Hollow-tine aeration – where small cores of soil are removed with a hollow fork or machine – is the most effective approach for compacted or waterlogged lawns. It creates channels for water to drain through and air to reach the roots, which benefits the grass throughout the entire cold period. November is usually the best month to aerate before the ground hardens, but on mild and dry days in December and January the job can still be done on unfrozen ground. Top-dress the holes with horticultural sand after aerating to keep the channels open over winter.
Moss and Disease in Winter
Winter is prime season for moss. The conditions that moss thrives in – shade, moisture, compaction, poor drainage, low soil fertility – are all at their worst between November and February.

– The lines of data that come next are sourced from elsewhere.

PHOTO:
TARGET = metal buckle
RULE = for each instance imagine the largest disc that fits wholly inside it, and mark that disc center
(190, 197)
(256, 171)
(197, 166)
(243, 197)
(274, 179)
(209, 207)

A lawn that coped fine through summer may look noticeably worse by January, with green moss spreading through the sward in wet, shaded areas. This is not necessarily a failure of lawn care – it is a predictable response to seasonal conditions that can be managed.
Iron sulphate applied in autumn or during mild winter spells is the standard UK approach to moss control. It blackens and kills moss quickly without harming grass, and the iron also slightly hardens the grass against frost. The dead moss should be raked out in late winter or early spring rather than being left to mat down and smother regrowth. Importantly, iron sulphate is not a permanent fix on its own. Addressing the underlying conditions – shade, compaction, drainage, soil acidity – is what prevents moss returning season after season rather than just treating the symptom each year.

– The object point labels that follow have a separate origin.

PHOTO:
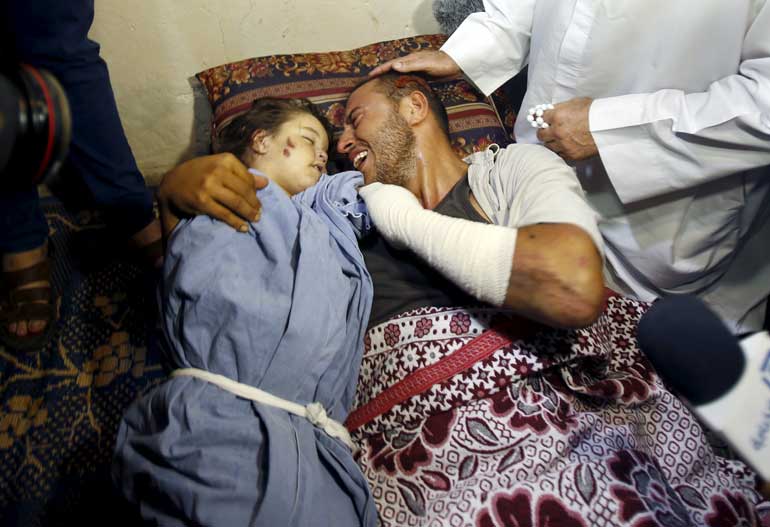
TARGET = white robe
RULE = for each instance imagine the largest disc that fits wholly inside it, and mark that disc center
(681, 117)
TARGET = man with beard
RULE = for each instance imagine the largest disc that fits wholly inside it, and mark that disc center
(540, 258)
(465, 412)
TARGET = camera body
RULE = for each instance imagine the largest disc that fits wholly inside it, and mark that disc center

Preparing the Lawn for Spring
The last weeks of winter – late February and early March in most of the UK – are a transitional period where the lawn begins to stir back into growth but the ground is often still cold and wet. Patience pays here. Starting spring treatments too early, when soil is still below 5°C and waterlogged, causes more harm than a late start would. The signs that spring treatments are safe to begin are: grass starting to grow noticeably, soil temperature above 8°C, and the ground firm enough to walk on without leaving footprints.
The first spring job is a thorough raking or light scarifying to remove the dead moss, thatch and debris that accumulated over winter. This opens up the lawn surface, lets light and air reach the base of the grass, and exposes bare patches that will need overseeding. Do this before applying any fertiliser – feeding a thatch-covered lawn is inefficient as nutrients cannot reach the roots effectively. A spring lawn feed in late March or early April, once growth is confirmed, sets the lawn up for the season ahead far more effectively than any amount of winter treatment could.